Best Apps for Tracking Your Concept2 Rowing Training

Not all fitness apps are built equal — and if you row, most of them weren't built for you at all. From social platforms to sport-specific tools, here's how the leading training apps stack up in 2026.

Strava remains the dominant social layer for endurance athletes. Its strength is community: segment leaderboards, kudos, and route mapping make it the go-to for cyclists and runners who want their training to feel alive. But Strava's analytics are surface-level, and rowing is a second-class sport on the platform — expect limited data fields and zero split intelligence.

The Concept2 Logbook is the gold standard for logging erg workouts. Every meter is faithfully recorded, and syncing directly from your PM5 monitor is seamless. It's a reliable archive. What it isn't is analytical — you'll find no charts, no split trend visualizations, and no tools to help you understand why a session felt harder than expected.

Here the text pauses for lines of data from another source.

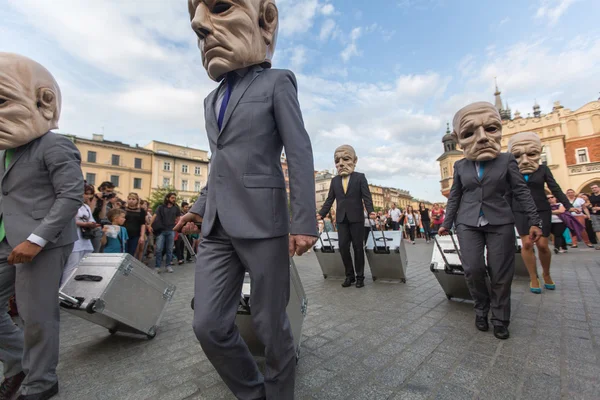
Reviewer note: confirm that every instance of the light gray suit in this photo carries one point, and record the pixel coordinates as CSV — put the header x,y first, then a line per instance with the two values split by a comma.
x,y
469,196
41,191
246,225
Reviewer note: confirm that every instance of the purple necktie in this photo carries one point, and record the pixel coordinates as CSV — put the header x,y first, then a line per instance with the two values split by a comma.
x,y
225,101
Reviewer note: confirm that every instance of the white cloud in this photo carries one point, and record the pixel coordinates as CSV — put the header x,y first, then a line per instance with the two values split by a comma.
x,y
552,10
327,9
327,29
351,49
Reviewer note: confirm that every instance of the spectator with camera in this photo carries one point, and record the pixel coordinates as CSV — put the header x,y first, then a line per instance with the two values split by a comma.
x,y
86,225
114,238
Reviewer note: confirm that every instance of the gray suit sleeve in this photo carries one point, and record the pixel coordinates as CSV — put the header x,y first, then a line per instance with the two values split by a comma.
x,y
366,194
298,150
200,204
454,199
64,169
521,192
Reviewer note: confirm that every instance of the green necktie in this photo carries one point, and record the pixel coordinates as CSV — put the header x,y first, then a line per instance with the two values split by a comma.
x,y
7,158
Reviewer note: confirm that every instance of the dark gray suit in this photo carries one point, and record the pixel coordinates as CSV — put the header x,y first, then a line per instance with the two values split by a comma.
x,y
246,225
469,196
42,189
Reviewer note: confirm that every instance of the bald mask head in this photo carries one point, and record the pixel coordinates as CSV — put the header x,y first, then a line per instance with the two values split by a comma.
x,y
29,101
478,131
345,160
527,149
234,34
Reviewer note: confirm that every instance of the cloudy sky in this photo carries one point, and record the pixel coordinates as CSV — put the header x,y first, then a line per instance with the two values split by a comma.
x,y
382,75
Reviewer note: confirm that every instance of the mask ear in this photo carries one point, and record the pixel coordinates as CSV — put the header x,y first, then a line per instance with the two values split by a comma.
x,y
47,104
268,22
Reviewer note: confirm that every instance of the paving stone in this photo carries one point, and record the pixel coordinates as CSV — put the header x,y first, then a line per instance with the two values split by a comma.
x,y
386,341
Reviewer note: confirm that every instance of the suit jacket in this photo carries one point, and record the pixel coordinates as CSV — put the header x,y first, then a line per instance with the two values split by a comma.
x,y
536,182
41,191
246,186
469,195
349,204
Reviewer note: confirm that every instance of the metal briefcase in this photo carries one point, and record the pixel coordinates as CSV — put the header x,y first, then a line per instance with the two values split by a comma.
x,y
386,254
118,292
296,311
447,267
327,250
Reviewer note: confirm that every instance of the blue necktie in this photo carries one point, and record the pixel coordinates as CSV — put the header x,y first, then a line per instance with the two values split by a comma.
x,y
225,101
480,174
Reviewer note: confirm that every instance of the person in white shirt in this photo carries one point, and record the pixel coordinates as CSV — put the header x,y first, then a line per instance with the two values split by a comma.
x,y
85,223
395,214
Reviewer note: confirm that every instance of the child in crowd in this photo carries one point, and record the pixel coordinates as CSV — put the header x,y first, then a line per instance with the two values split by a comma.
x,y
115,236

Chase The Split is a different beast entirely. Built exclusively for rowing, it's the only app that treats split data as the centerpiece rather than an afterthought. Connect your Concept2 Logbook to auto-import workouts, then go deeper: track watts, monitor stroke rate, and use the split-to-watts conversion tool to translate raw numbers into real performance insight. Rich graphical dashboards make progress visible in a way no spreadsheet or logbook ever could — so whether you're chasing a sub-2:00 500m or preparing for a 2K race, you always know exactly what's holding you back and how to break through.

The verdict? Strava owns the social layer, Concept2 owns the archive, but Chase The Split owns the analysis. If you're serious about the erg, it's the only platform built from the water up.